= 2014 in politics =

These are some of the notable events relating to politics in 2014.

==Events==

===February===
- February 13 - Belgium becomes the first country in the world to legalise euthanasia for terminally ill patients of any age, including infants.
- February 22 - The Ukrainian parliament votes to remove President Viktor Yanukovych from office, replacing him with Oleksandr Turchynov, after days of civil unrest left around 100 people dead in Kyiv, Ukraine.

===March===
- March 5 - Nicolás Maduro, the President of Venezuela, severs diplomatic and political ties with Panama, accusing Panama of being involved in a conspiracy against the Venezuelan government.
- March 31 - The United Nations International Court of Justice rules that Japan's Antarctic whaling program is not scientific but commercial and forbids grants of further permits.

===April===
- April 7 - The Donetsk People's Republic unilaterally declares its independence from Ukraine.
- April 10 - In response to the annexation of Crimea, the Parliamentary Assembly of the Council of Europe (PACE) passes a resolution to temporarily strip Russia of its voting rights; its rights to be represented in the Bureau of the Assembly, the PACE Presidential Committee, and the PACE Standing Committee; and its right to participate in election-observation missions.
- April 28 - United States President Barack Obama's new economic sanctions against Russia go into effect, targeting companies and individuals close to Russian President Vladimir Putin.

===May===
- May 22
  - The Royal Thai Army overthrows the caretaker government of Niwatthamrong Boonsongpaisan after a failure to resolve the political unrest in Thailand.
  - The Donetsk People's Republic and the Luhansk People's Republic declare the formation of Novorossiya, also referred to as the Union of People's Republics.

===June===
- June 5 - A Sunni militant group called the Islamic State of Iraq and the Levant (also known as the ISIS or ISIL) begins an offensive through northern Iraq, aiming to capture the Iraqi capital city of Baghdad and overthrow the Shiite government led by Prime Minister Nouri al-Maliki.

===July===
- July 8 - August 26 - Amid growing tensions between Israel and Hamas following the kidnapping and murder of three Israeli teenagers in June and the revenge killing of a Palestinian teenager in July, Israel launches Operation Protective Edge against Hamas-controlled Gaza Strip starting with numerous missile strikes, followed by a ground offensive a week later.
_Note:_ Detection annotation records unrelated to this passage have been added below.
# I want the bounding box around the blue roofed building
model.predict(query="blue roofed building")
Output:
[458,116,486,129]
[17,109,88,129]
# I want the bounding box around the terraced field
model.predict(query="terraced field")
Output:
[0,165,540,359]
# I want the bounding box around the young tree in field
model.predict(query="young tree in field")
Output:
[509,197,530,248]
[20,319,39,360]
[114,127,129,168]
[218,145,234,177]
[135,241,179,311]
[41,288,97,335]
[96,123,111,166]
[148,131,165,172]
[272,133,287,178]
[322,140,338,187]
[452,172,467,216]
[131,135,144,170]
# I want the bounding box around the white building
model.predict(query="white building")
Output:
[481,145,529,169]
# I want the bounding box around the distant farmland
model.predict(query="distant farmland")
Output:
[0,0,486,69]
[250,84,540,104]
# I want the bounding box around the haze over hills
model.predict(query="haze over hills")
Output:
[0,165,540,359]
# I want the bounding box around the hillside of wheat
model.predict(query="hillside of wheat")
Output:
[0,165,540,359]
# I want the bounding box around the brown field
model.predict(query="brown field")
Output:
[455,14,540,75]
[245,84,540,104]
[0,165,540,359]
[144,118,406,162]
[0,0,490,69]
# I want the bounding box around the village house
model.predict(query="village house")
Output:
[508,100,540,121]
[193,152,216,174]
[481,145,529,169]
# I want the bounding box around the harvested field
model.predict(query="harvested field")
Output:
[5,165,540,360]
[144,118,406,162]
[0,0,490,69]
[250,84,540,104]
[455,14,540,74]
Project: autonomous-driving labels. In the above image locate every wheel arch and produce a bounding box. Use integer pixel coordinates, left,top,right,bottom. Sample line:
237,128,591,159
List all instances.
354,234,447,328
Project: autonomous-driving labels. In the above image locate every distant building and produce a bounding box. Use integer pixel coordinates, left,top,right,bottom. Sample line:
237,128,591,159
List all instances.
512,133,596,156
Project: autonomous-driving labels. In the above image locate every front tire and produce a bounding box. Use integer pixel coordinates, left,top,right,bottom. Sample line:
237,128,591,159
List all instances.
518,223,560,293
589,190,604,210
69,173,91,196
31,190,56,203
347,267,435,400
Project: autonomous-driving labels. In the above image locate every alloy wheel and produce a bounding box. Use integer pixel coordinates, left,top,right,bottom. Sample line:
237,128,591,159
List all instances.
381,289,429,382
In seven weeks of fighting, 2,100 Palestinians and 71 Israelis are killed.
- July 21 - The United Nations Security Council adopts Resolution 2166 in response to the shootdown of Malaysia Airlines Flight 17.

===September===
- September 22 - The United States and several Arab partners begin their airstrike campaign in Syria.

===October===
- October 31 - Longtime Burkina Faso President Blaise Compaoré resigns after widespread protests in response to his attempts to abolish presidential term limits.

===December===
- December 17 - U.S. President Barack Obama announces the resumption of normal relations between the U.S. and Cuba.